We believe in virtue despite our best attempts to not be held responsible for such. I hear regularly the old subjectivism that truth, virtue, the rules, morals, etc. are a personal thing that each of us has to form for ourselves…until there is a virtue we want others to agree to. Virtue implies a norm, a standard, something beyond me that speaks to how I ought to live. For me, this is a number of collected oracles that all speak to me about God’s will for my life. The Scriptures, the Church and its traditions, something we call natural law, and certainly to some extent my own time and culture. I don’t mind having multiple sources of moral authority, as long as I am fairly sure they are coming from the same ultimate Source. My own time and culture is the least authoritative, but also seems the most insistent if I am not careful.
To the extent that one listens intently, carefully, quietly to moral instruction of Scripture, using every faithful means to obtain that instruction mentioned above, one finds their views at odds with those listening to another source of morals. If one engages in true dialogue with the other, this can be an experience of growth and broadening. But often dialogue is broken by our clinging to our limited knowledge of our chosen source of moral teaching. It is not the source that is at fault, it is our fear of having our understanding shaken. I was reminded of this recently in working back through Dante’s Purgatorio in which Dante has his world shaken by blinding light right as he thinks he has arrived at paradise. In short, Beatrice comes along and shows him that all his learning so far has been insufficient to ready him for the glories in store in Heaven.

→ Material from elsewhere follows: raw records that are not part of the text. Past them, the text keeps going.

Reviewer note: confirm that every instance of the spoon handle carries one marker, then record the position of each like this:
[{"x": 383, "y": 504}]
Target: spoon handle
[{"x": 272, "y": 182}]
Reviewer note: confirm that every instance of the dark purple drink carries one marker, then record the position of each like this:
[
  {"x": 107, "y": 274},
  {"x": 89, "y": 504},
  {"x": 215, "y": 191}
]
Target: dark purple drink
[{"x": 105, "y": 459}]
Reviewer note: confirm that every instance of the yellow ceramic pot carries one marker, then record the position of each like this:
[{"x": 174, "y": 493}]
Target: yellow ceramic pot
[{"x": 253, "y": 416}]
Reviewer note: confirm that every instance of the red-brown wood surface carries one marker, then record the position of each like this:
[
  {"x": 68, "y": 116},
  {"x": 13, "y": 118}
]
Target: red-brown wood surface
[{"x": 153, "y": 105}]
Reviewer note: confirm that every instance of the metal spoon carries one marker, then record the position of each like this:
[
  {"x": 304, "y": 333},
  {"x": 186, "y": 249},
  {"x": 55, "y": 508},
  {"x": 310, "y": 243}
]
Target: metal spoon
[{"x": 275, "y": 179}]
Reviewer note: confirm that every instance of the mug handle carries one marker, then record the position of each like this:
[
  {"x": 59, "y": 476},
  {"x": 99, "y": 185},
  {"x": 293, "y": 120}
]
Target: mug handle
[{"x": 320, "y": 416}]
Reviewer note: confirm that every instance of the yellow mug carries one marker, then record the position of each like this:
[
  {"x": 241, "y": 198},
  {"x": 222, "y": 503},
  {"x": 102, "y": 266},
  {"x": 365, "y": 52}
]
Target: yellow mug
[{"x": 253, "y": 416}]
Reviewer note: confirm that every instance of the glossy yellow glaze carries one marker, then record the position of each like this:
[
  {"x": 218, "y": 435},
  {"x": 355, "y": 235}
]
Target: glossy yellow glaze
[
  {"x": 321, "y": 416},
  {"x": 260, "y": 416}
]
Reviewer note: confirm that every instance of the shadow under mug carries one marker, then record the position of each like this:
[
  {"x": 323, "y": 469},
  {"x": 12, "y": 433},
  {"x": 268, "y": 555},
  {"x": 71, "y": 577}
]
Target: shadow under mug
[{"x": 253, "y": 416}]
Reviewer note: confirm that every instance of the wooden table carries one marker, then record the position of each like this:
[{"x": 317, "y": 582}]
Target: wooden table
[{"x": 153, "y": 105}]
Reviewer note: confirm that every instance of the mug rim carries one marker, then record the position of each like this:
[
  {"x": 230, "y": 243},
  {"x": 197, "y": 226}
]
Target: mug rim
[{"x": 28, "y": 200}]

So that is where I came out on the other end of my thinking. I love teaching, and I love watching young minds wrestle their way toward a better understanding of what they believe is true. But none of us, in this life, “get there.” We are all still seeking to know more. And the next life is more of the same. Perhaps the most contentious and dangerous place in this life to be is think you have it figured out. I am not dismissing all that I do know about truth, goodness, and beauty, I am just saying that if my theory is true, all that I know now, placed up against all I have yet to learn, looks fairly small and should cause humility.
Humility is not disengagement, but rather a way of engaging that does not fear being wrong, or being limited in how one understands something. True humility does not back away from truth but rather boldly plunges further in with those powerful and wonderful words, “I don’t yet know this as I would like to.”